Eloge de la philosophie
âLa morale est-elle la meilleure des politiques ? Reconnaître ses devoirs, est-ce renoncer à sa liberté ? Est-il possible d’échapper au temps ? Seul ce qui peut s’échanger a-t-il de la valeur ? Vous avez sûrement entendu ces sujets du bac, cru 2019. Il est toujours heureux – quand on n’est plus bachelière depuis bien longtemps ! – d’y réfléchir. Plus fondamentalement, ils sont l’occasion d’un éloge nécessaire de la philosophie, ou plutôt de cet artisanat qu’est de se risquer à philosopher.
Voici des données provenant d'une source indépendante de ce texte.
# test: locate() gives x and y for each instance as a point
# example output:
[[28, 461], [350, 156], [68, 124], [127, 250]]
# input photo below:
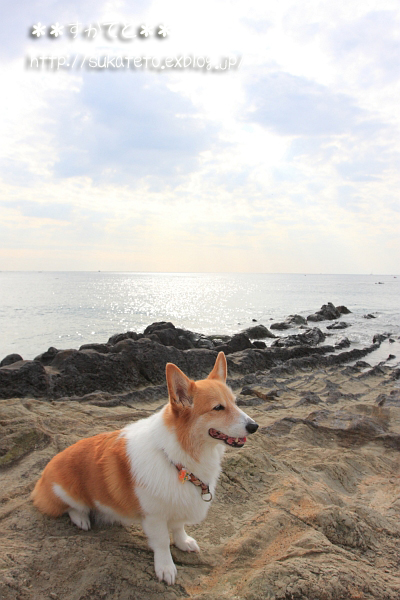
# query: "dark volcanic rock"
[[311, 337], [343, 343], [291, 321], [327, 312], [160, 325], [343, 310], [86, 371], [259, 344], [259, 332], [167, 334], [339, 325], [118, 337], [46, 358], [238, 342], [10, 359], [102, 348], [23, 378]]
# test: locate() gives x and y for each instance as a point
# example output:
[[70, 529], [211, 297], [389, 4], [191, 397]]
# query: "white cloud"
[[287, 164]]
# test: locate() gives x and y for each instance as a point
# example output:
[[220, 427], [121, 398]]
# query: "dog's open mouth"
[[230, 441]]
Le philosophe, y compris en herbe, est témoin de son temps. Il entre dans ce difficile art de questionner dans des époques qui ne veulent que des réponses. Et des réponses immédiates, rapides, non complexes, par écrans interposés. Mais ce qui est vital c’est avant tout la question. Pourquoi quelque chose plutôt que rien ? Pourquoi le mal ? Pourquoi l’homme peut-il tout détruire ? Pourquoi la mort ? Pourquoi, tout simplement.
Alors oui, philosopher est œuvre salutaire. Le faire, c’est partir en voyage, à travers les cultures comme les savoirs, pour trouver les mots justes de nos questions. C’est ouvrir nos fenêtres sur plus que l’utile, la commune humanité. Fenêtre sur le monde.
Michel Serres avait coutume de dire que Hiroshima fut le moment décisif où il a changé de vie, quittant sa carrière scientifique pour devenir philosophe. Car alors l’homme a montré, non qu’il fût mortel, mais qu’il pouvait détruire toute l’humanité.
Aujourd’hui plus encore, dans ces bascules de civilisation où nous sommes, de par la gravité des questions écologiques et l’immense instabilité politique, problématiser, interpréter et chercher avec beaucoup d’autres s’imposent plus encore.
Tenter de comprendre un tant soit peu notre monde et nous-même, afin aussi de faire face au tragique de notre histoire ; celui des migrations climatiques d’aujourd’hui, des violences contre les femmes, des abus contre les enfants, celui de notre terrible génie à faire notre désastre. C’est là qu’il faut penser. Non pour tout dire. Non pour espérer tout comprendre. Mais par dignité. Et par esprit de résistance. Afin que la vie bonne, pour soi et pour les autres, et avec eux, soit bien notre question et notre passion par excellence.